Monday, January 02, 2006

Has Aubrey McClendon lost his mind?!

Has Aubrey McClendon lost his mind?!

Maybe not.

WSJ: U.S. buyers are outbid in the natural-gas crunch.


Even with natural-gas prices surging to new heights and heating bills soaring across the U.S., much of the nation's import capacity remains idle.

The U.S. has four onshore terminals for receiving and processing imported gas, and they are processing only about half the volume they can handle. The reason: U.S. buyers are being aggressively outbid by Europeans and Asians for the limited number of cargoes available.

The supply crunch means natural-gas prices will stay high -- and sensitive to weather changes -- for years, even as the U.S. builds more terminals to handle overseas gas.

"There will be continued competition for supply, certainly through the end of the decade," says Martin Houston, president of North American operations for BG Group PLC, the largest importer of liquefied natural gas into the U.S.

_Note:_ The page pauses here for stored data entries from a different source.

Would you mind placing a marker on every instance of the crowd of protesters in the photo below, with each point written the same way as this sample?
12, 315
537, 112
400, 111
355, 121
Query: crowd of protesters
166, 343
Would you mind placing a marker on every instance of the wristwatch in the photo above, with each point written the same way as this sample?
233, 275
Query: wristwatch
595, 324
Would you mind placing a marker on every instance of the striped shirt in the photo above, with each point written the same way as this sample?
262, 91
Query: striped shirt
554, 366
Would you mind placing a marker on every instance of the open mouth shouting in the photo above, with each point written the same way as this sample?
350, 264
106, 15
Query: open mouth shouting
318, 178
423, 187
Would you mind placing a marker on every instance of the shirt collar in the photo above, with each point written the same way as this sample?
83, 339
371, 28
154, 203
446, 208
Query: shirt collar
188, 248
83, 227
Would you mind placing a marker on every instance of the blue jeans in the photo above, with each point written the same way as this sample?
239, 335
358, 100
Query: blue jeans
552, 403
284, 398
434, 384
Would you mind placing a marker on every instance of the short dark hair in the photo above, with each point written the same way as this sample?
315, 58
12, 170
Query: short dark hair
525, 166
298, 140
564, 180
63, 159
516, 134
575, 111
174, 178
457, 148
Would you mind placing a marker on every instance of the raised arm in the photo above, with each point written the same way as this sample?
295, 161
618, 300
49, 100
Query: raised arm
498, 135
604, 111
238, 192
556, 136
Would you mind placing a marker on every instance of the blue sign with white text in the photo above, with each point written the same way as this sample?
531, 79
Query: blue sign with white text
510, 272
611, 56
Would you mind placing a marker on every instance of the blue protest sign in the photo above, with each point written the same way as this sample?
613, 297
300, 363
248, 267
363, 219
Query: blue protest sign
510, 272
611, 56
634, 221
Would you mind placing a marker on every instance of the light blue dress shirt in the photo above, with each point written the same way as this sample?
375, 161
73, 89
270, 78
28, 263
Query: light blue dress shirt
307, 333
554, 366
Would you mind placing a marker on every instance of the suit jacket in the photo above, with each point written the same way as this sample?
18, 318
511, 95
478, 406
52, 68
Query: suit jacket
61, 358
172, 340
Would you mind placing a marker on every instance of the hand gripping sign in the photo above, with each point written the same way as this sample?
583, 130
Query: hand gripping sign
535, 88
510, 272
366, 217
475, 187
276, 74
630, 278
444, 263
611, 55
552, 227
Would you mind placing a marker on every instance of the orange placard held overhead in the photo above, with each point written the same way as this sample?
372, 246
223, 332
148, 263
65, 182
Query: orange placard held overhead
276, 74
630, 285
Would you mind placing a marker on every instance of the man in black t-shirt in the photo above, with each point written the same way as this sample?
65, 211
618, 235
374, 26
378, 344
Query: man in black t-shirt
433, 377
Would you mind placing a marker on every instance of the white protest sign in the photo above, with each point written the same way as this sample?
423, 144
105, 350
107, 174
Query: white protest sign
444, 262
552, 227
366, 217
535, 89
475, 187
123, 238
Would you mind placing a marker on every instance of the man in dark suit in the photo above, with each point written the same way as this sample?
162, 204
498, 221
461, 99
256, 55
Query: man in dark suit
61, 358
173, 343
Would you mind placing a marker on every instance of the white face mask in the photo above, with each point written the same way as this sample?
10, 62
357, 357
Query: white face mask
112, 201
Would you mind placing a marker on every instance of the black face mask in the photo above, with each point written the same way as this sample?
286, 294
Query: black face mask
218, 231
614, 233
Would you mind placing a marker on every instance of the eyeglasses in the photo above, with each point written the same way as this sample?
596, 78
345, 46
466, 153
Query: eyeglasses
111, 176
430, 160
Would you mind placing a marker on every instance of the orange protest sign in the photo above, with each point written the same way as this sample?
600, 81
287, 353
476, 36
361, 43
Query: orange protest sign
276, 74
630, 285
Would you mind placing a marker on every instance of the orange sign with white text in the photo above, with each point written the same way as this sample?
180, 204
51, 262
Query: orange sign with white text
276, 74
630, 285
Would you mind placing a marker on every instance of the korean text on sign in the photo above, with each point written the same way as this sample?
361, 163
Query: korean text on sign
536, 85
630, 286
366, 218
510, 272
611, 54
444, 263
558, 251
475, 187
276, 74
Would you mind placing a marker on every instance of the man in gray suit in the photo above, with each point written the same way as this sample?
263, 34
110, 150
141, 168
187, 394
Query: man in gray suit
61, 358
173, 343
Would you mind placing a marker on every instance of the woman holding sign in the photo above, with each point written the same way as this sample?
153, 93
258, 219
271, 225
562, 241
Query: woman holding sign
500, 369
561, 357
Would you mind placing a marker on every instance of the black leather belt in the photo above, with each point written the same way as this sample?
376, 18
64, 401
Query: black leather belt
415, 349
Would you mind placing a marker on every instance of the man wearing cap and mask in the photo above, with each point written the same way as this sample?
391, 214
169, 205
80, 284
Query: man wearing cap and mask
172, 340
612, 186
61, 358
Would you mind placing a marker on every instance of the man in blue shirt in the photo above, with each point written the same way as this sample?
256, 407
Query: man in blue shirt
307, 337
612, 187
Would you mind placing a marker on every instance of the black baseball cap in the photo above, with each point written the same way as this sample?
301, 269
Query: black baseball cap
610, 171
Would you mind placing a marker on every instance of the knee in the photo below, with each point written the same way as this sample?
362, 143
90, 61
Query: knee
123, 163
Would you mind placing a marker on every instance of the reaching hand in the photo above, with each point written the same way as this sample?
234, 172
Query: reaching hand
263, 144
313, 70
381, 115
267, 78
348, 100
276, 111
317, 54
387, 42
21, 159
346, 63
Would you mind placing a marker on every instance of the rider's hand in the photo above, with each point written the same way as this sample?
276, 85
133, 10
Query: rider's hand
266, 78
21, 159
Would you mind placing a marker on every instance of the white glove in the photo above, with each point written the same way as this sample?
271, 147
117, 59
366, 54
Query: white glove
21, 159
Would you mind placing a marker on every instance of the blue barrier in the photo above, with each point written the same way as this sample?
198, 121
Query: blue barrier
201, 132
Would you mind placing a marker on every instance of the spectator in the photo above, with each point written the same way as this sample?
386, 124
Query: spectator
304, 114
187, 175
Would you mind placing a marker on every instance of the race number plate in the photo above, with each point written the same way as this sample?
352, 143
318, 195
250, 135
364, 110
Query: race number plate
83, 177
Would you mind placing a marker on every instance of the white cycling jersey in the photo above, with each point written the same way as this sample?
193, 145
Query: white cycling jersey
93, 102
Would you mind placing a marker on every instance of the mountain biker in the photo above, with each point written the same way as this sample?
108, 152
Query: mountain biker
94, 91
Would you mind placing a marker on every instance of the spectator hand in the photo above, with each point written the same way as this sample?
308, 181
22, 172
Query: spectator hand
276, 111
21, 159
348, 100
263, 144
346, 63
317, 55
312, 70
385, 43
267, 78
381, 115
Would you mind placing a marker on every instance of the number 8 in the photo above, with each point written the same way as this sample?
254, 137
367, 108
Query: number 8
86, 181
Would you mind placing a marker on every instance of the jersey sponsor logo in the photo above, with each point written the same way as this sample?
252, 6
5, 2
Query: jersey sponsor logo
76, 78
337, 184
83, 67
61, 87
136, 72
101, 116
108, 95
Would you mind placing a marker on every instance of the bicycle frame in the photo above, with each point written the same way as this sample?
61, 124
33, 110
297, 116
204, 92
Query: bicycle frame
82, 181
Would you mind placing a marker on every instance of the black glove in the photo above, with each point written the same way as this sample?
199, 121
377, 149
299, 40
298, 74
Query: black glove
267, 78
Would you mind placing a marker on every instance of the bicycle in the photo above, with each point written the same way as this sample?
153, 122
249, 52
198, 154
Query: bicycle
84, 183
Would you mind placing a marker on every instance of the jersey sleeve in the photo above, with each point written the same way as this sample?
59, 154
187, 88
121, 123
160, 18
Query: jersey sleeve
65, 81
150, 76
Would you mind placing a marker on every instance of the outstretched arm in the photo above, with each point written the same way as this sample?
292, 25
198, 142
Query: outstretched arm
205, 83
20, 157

High prices are one reason big producers are looking to boost North American gas production. This week, ConocoPhillips said it would pay $35.6 billion to acquire Burlington Resources Inc.. Eighty percent of Burlington's assets are North American gas.

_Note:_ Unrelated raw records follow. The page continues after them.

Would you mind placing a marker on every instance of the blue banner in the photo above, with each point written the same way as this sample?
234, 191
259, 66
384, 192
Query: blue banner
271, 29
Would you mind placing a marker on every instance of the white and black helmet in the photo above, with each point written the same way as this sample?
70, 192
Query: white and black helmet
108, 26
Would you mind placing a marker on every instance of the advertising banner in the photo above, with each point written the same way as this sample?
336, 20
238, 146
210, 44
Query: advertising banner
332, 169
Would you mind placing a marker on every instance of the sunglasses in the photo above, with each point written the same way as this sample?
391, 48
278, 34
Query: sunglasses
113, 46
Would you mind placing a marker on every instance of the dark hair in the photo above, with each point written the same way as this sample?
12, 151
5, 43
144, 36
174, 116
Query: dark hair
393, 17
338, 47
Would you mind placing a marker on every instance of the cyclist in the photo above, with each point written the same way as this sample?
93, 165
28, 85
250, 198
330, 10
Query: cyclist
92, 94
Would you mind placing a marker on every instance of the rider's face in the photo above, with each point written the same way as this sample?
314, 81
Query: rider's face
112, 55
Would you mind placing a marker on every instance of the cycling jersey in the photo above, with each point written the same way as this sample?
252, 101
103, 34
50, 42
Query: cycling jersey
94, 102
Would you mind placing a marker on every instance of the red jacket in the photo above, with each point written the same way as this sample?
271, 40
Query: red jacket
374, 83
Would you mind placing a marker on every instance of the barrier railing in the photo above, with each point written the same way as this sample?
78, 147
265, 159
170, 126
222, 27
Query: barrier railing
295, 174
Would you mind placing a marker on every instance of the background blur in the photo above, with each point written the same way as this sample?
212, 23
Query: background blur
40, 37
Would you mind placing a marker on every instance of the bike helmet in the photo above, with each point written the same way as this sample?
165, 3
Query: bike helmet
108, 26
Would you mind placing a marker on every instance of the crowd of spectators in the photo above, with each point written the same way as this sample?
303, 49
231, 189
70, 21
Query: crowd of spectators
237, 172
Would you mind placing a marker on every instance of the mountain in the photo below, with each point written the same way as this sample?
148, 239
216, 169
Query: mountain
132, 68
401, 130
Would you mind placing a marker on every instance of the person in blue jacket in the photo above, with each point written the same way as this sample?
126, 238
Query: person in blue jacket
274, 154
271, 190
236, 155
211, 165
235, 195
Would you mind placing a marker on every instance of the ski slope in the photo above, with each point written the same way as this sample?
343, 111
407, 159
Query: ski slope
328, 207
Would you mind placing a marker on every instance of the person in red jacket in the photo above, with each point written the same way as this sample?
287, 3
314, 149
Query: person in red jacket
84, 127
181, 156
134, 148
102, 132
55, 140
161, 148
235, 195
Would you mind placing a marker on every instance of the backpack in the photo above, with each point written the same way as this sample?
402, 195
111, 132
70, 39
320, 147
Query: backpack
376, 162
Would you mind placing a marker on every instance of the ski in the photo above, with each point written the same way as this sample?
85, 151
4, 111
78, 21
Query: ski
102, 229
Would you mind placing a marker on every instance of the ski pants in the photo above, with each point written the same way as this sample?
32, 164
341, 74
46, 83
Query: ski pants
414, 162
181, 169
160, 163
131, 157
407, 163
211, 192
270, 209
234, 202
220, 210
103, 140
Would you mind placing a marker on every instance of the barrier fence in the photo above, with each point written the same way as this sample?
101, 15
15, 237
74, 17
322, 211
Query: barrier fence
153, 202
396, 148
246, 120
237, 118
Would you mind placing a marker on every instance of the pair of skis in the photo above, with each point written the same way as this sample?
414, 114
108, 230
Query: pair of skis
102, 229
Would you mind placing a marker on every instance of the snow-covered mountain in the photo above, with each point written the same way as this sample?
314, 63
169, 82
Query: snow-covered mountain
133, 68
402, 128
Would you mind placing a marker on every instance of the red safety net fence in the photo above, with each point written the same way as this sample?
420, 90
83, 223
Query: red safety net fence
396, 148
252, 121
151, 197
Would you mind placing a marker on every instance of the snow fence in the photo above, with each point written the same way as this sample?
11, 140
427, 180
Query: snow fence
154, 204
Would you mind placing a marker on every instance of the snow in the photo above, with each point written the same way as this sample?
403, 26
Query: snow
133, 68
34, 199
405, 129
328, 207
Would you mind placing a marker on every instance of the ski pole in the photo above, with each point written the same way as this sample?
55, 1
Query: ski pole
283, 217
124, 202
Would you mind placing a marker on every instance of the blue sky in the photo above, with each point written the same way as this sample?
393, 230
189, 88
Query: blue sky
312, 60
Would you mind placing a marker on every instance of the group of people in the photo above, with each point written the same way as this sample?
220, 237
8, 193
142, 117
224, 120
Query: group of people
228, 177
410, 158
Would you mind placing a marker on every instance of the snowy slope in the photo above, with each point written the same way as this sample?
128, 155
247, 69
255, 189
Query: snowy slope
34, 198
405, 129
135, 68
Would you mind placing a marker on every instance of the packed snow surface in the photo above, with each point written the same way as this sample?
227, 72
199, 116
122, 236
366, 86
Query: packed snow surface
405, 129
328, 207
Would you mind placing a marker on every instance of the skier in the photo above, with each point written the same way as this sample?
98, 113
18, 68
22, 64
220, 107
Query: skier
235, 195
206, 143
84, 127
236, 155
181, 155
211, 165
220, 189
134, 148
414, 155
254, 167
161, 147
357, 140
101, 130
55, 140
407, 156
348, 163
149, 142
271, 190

But imports also are key. While the majority of natural gas consumed in the U.S. comes from North American wells, many aging fields can't produce more.


With U.S. production leveled off, the energy industry expected to compensate with imports from the Middle East and Africa, where excess supplies of the fuel are never brought to market. Instead, a pressing global shortage has developed, in part because of overseas competition. As the price of liquefied natural gas fell, a building boom began. While supply increased and the number of cargoes available for purchase on the spot market grew, so too did the number of new import terminals in other countries.

Global production capacity for natural gas, in liquefied form, is about 20 billion cubic feet, or about 600 million cubic meters, a day, but there are enough terminals around the globe to eat up twice that volume, according to the Federal Energy Regulatory Commission.

A global shortage has developed in recent months, amid supply glitches, cold weather in the U.K. and a drought in Spain, which has been turning to liquefied natural gas to make up for a shortfall in hydroelectric power.

In an extreme example of the situation, a tanker carrying liquefied natural gas last month arrived from Nigeria and idled in the Gulf of Mexico for a week -- during which prices in Europe rose -- before sailing on to Spain to unload its cargo. Recently, the Spanish have been willing to pay $2 to $3 per million BTUs above Gulf Coast spot prices, according to PIRA Energy Group, a New York consultant. South Koreans, meanwhile, are paying a premium of about $2 and the British a premium of $2 to $6.

Tom Ward too..

This has to be the most aggressive insider buying I've ever seen.